Secretary of State John Kerry accused former NSA-contractor Edward Snowden of helping terrorists, telling George Stephanopoulos on "Good Morning America" today that people have been placed in danger because of Snowden's revelations.
"We have evidence that people are in additional danger because operational security has been breached, because terrorists have learned firsthand about methods and mechanisms by which the United States collects intelligence," he said, never clarifying who specifically is at risk.
Snowden is responsible for the largest security breach in U.S. history, leaking thousands of classified documents to the public. He now lives in exile in Russia and told NBC News he was trained as a spy.
Kerry said Snowden's actions have damaged U.S. intelligence gathering. "Our operations have been compromised," he said.
Kerry also vigorously defended President Obama's decision to withdraw all U.S. troops from Afghanistan by 2016, calling Republican opposition to the plan part of "an industry of automatic opposition to anything."
The secretary of state said everything the administration set out to do in Afghanistan five years ago has been accomplished and reiterated the time is now right for a draw down.
"When President Obama came in there was no policy," Kerry said. "The president increased the troops, put a policy in place and set a deadline for the Afghans to be able to take over security and, guess what?

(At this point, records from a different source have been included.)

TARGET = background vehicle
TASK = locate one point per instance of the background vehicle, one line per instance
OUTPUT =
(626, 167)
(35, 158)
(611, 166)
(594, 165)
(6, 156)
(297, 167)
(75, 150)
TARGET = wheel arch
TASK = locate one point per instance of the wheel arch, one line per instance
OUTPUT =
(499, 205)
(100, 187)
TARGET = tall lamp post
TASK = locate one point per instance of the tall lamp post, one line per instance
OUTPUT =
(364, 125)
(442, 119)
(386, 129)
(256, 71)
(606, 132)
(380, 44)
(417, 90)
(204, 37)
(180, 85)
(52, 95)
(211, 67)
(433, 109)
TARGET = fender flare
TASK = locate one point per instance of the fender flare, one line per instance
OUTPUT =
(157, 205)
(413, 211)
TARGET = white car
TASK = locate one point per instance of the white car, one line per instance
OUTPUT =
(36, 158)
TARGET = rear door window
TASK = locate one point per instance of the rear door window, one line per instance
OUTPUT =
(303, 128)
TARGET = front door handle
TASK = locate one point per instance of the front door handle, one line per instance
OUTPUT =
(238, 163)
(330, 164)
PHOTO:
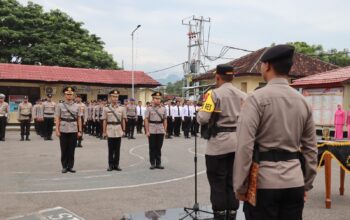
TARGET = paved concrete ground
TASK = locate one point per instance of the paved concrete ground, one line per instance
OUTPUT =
(31, 181)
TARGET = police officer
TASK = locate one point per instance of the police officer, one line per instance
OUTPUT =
(222, 105)
(177, 118)
(90, 110)
(97, 113)
(170, 118)
(131, 118)
(38, 116)
(187, 114)
(113, 128)
(4, 111)
(49, 114)
(155, 127)
(140, 115)
(25, 117)
(278, 121)
(83, 113)
(68, 128)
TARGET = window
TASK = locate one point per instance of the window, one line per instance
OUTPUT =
(244, 87)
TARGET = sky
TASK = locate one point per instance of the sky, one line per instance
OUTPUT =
(162, 40)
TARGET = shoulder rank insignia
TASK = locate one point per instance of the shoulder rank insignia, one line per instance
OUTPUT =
(208, 105)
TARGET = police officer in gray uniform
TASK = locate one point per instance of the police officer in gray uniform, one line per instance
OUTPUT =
(68, 128)
(25, 117)
(113, 128)
(131, 118)
(155, 127)
(223, 105)
(278, 121)
(4, 111)
(49, 114)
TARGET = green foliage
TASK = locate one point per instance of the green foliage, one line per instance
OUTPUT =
(50, 38)
(340, 58)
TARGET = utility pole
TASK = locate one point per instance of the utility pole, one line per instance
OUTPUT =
(195, 33)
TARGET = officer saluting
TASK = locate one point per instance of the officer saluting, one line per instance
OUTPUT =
(4, 110)
(278, 120)
(68, 128)
(49, 114)
(113, 128)
(25, 117)
(155, 127)
(221, 109)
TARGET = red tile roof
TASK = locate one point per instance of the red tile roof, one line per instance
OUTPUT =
(249, 65)
(55, 74)
(336, 76)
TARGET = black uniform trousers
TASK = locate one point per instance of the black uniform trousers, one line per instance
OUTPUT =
(155, 148)
(89, 126)
(131, 126)
(48, 127)
(139, 124)
(177, 126)
(3, 122)
(277, 204)
(194, 126)
(68, 142)
(113, 151)
(187, 125)
(170, 126)
(25, 127)
(98, 129)
(80, 139)
(219, 173)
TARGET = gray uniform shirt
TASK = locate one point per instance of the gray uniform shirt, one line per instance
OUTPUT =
(49, 109)
(63, 113)
(114, 131)
(83, 111)
(276, 117)
(24, 111)
(38, 111)
(151, 115)
(4, 109)
(131, 111)
(229, 100)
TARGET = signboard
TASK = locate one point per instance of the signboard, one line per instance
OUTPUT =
(14, 101)
(324, 104)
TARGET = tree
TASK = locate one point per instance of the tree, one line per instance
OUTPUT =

They met the deadline."
Kerry would not call the withdrawal a victory, but said that handing over the security of Afghanistan was the best option for the United States.

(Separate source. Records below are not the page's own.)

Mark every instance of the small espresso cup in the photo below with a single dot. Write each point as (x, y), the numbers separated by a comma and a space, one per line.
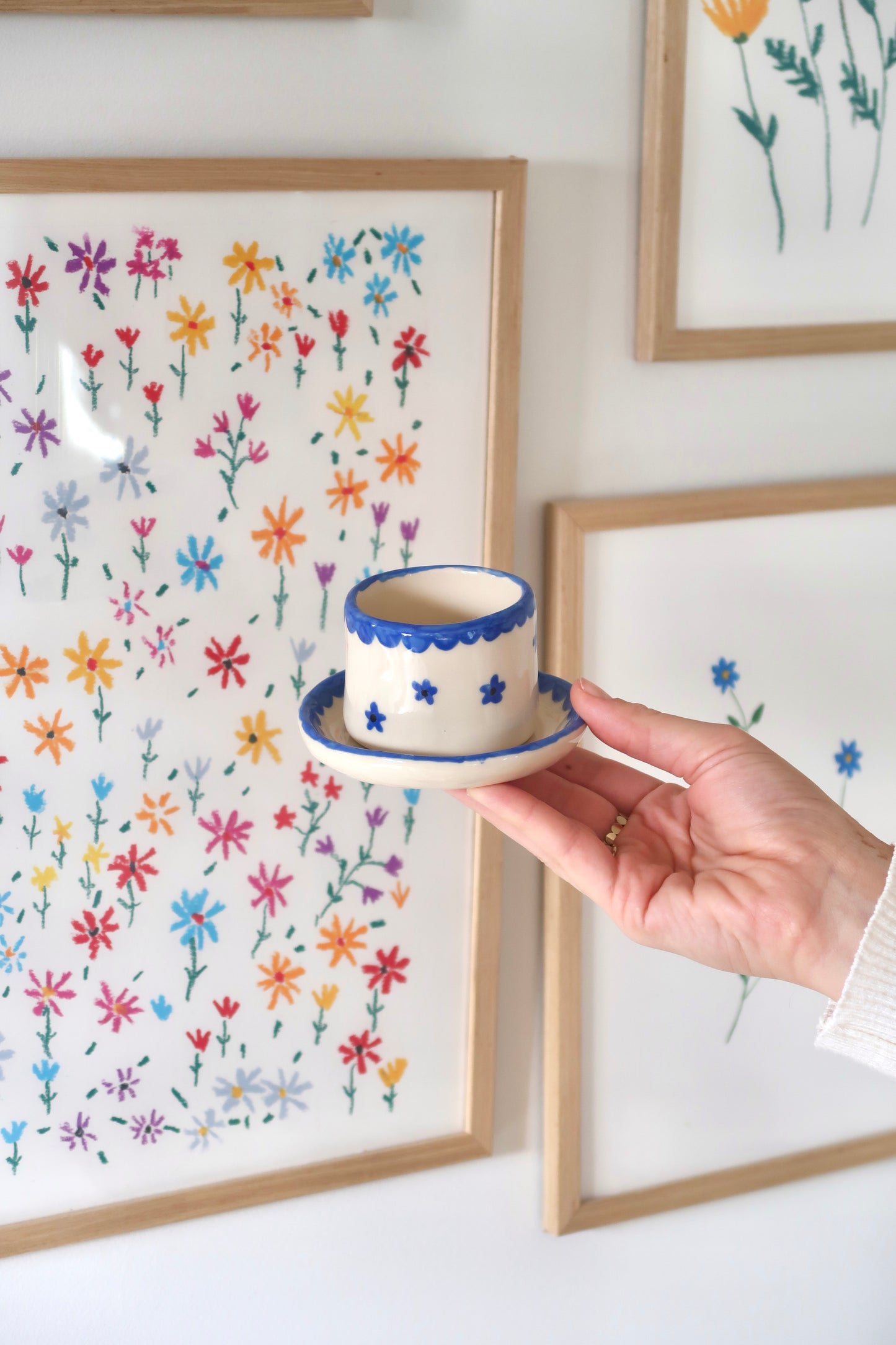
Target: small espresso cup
(441, 661)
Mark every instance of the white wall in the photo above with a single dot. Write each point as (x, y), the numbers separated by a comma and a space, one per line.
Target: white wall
(458, 1255)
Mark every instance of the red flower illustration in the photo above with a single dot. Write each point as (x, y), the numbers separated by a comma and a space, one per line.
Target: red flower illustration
(228, 661)
(47, 994)
(269, 890)
(226, 833)
(116, 1008)
(360, 1050)
(132, 867)
(388, 969)
(30, 285)
(412, 349)
(284, 818)
(94, 931)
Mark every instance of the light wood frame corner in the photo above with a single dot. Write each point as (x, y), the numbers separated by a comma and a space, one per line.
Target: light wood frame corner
(657, 333)
(567, 525)
(505, 181)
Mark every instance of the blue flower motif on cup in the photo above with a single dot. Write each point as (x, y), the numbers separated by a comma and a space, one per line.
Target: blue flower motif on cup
(425, 690)
(494, 690)
(375, 718)
(848, 759)
(724, 674)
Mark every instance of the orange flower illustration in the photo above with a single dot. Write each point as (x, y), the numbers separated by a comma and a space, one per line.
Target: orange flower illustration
(91, 663)
(280, 978)
(53, 736)
(247, 266)
(192, 327)
(286, 300)
(347, 490)
(257, 736)
(401, 460)
(278, 537)
(23, 671)
(348, 408)
(157, 814)
(342, 943)
(265, 343)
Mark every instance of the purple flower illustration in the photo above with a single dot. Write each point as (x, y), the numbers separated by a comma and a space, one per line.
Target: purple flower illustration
(93, 262)
(147, 1129)
(324, 573)
(77, 1133)
(123, 1086)
(37, 427)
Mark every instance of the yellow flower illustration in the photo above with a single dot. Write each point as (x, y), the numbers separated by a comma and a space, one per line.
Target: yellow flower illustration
(22, 670)
(737, 19)
(348, 408)
(43, 877)
(280, 978)
(342, 943)
(278, 537)
(192, 327)
(91, 665)
(401, 460)
(286, 300)
(399, 895)
(257, 736)
(94, 854)
(347, 490)
(157, 814)
(265, 343)
(247, 266)
(326, 998)
(393, 1071)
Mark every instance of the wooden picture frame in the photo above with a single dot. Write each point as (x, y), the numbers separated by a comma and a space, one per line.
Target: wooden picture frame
(254, 9)
(505, 181)
(657, 334)
(567, 525)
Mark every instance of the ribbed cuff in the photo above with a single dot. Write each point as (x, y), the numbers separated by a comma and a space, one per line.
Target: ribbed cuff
(863, 1022)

"This is their country. They have to want to fight for it," he said. "They have to be prepared to fight for it. And right now they are."
But with continued violence in the country and analysts' warning that parts of the country risk slipping back into Taliban and al Qaeda control, Kerry said the administration is prepared to "do whatever is necessary to protect the United States of America."
Asked about the Nigerian military chief claim that the government knows the whereabouts of the more than 200 school girls who were kidnapped in Northern Nigeria more than a month ago, Kerry said the United States has no information to verify the claim. He said U.S. personnel on the ground continue to work with the Nigerian government and he remains hopeful that the girls will be found and returned to their homes soon.